Despite the many commendable achievements of the inclusive government, it cannot claim to have achieved necessary standards of good governance. A few prime examples are:


  • Notwithstanding the Global Political Agreement (GPA), President Mugabe continues to resist swearing in Roy Bennett as Deputy Minister of Agriculture, saying that he will only do so once Roy Bennett has been acquitted. This is clearly contemptuous disregard for the fundamental principle of Zimbabwean law that a person is innocent until proven guilty, and instead adopts a stance of “guilty until proven innocent”! The inevitable international perception is that the GPA is shallow, and cannot endure, and that the president and Zanu PF are determined to retain considerable power, irrespective of agreements concluded by it.
  • With almost a decade having elapsed since Zimbabwe embarked upon its land reform programme in a horrendously destructive and unproductive manner, it has still failed to honour its obligation under Bilateral Investment Promotion and Protection Agreements (Bippas), which cannot instil any confidence within the international community, and amongst potential investors, that Zimbabwe will honour future agreements. Moreover, Zimbabwe’s limited external assets are now at grievous risk for, on April 15 this year, the International Centre for Settlement of Investment Disputes (ICSID), sitting in Paris, France, awarded 8 220 000 euros to 13 Dutch farmers unceremoniously ousted from their farms with contemptuous disregard for the Netherlands and Zimbabwe Bippa.

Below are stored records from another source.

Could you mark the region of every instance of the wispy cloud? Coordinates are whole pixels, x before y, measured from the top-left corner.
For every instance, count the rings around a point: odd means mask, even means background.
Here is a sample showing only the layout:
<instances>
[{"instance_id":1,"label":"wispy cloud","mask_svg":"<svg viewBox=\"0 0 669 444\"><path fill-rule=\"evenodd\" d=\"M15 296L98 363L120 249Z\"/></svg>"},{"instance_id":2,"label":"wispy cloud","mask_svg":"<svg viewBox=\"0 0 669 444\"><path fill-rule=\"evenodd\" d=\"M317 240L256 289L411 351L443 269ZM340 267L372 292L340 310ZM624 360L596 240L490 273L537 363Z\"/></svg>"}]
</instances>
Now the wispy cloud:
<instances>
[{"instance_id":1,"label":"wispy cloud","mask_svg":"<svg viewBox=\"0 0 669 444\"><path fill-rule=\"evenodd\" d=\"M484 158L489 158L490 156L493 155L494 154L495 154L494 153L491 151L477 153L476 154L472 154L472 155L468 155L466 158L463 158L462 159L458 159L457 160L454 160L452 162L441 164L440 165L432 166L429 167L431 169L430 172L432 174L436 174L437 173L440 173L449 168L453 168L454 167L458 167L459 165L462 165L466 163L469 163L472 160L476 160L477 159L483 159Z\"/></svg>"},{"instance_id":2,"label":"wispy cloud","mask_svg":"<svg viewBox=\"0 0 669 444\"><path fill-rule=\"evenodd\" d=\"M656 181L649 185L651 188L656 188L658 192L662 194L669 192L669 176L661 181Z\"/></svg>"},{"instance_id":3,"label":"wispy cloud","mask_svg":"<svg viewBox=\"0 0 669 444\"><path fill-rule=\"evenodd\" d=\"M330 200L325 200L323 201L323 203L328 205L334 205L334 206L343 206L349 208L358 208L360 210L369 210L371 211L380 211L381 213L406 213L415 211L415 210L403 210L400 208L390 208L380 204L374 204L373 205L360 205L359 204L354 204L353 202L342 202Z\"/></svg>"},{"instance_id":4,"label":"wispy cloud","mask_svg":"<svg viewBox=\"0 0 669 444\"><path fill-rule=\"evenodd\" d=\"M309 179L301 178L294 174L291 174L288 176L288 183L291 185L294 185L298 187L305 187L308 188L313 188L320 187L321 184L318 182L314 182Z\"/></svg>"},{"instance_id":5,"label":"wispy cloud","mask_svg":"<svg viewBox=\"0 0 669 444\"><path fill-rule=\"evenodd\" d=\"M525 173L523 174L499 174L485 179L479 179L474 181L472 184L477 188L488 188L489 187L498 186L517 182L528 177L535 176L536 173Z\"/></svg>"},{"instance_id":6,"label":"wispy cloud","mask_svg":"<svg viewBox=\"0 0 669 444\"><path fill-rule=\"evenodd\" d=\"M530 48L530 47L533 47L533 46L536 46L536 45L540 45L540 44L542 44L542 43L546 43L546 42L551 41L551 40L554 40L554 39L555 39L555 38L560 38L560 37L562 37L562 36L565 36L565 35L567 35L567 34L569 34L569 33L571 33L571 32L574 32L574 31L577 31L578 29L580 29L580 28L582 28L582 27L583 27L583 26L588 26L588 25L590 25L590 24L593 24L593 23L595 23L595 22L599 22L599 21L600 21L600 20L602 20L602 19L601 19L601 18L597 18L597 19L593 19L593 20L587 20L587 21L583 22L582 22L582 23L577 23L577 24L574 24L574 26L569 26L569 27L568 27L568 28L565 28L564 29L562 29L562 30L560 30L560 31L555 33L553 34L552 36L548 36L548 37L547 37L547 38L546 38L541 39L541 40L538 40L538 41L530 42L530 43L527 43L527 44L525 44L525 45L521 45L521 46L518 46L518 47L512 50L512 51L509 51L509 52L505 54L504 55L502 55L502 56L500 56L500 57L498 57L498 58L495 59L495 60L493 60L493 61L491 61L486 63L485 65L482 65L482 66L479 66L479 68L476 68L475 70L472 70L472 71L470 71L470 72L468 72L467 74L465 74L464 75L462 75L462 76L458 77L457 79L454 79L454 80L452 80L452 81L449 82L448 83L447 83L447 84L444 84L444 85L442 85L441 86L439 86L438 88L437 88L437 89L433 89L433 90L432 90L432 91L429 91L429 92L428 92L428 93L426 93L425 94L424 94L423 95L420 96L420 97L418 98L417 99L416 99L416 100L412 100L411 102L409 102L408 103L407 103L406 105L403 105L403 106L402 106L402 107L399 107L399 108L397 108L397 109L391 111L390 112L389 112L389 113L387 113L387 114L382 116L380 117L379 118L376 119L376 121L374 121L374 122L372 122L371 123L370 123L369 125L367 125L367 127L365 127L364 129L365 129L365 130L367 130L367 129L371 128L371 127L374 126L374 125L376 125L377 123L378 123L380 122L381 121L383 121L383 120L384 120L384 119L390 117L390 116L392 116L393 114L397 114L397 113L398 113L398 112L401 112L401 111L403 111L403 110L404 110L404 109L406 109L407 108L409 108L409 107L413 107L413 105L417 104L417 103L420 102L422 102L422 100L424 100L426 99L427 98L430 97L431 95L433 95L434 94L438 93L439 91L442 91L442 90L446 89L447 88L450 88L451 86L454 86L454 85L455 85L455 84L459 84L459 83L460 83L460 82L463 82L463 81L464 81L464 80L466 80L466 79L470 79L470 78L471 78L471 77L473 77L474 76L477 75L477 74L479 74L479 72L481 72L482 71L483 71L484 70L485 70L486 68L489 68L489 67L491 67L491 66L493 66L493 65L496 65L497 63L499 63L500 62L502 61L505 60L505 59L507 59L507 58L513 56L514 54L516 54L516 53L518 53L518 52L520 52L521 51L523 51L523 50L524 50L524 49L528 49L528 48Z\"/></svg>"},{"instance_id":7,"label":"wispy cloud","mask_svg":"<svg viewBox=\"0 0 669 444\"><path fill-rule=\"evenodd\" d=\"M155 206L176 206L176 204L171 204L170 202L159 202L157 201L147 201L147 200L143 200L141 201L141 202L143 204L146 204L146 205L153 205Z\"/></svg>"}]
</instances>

Moreover, in ruling in favour of the farmers, ICSID prescribed interest of 10%, compounded half-yearly, which has increased the award to 16 million euros (approximately US$21m).

This judgement could well provoke attachment of Zimbabwean government assets abroad, albeit that this should not include assets of any parastatals that are structured as independent legal entities for their assets are not, in reality, government’s assets — notwithstanding that government is possessed of the shares in such entities. The judgement of ICSID will inevitably provoke innumerable further legal actions by many other displaced farmers, intensifying Zimbabwe’s already grossly poor international creditworthiness.

=Continuing vehement castigation and recrimination of the Reserve Bank of Zimbabwe and its governor, of various previous ministers, and of the minority white population in general, and those from the agricultural sector in particular, projects an appalling international image of intense division prevailing in Zimbabwe. This is not conducive to necessary political harmony, which is essential for economic recovery, national reconciliation and creation of a conducive investment environment.

The bottom line is that government in general, and those in the inclusive government who constituted the preceding government, need to prioritise Zimbabwe, its people, and its economy and international standing ahead of themselves, effecting utmost good governance instead of self-preservation and enhancement.  Until then, inevitably economic recovery will be slow and incomplete. Utmost good governance is the key to the future that Zimbabweans need, and deserve!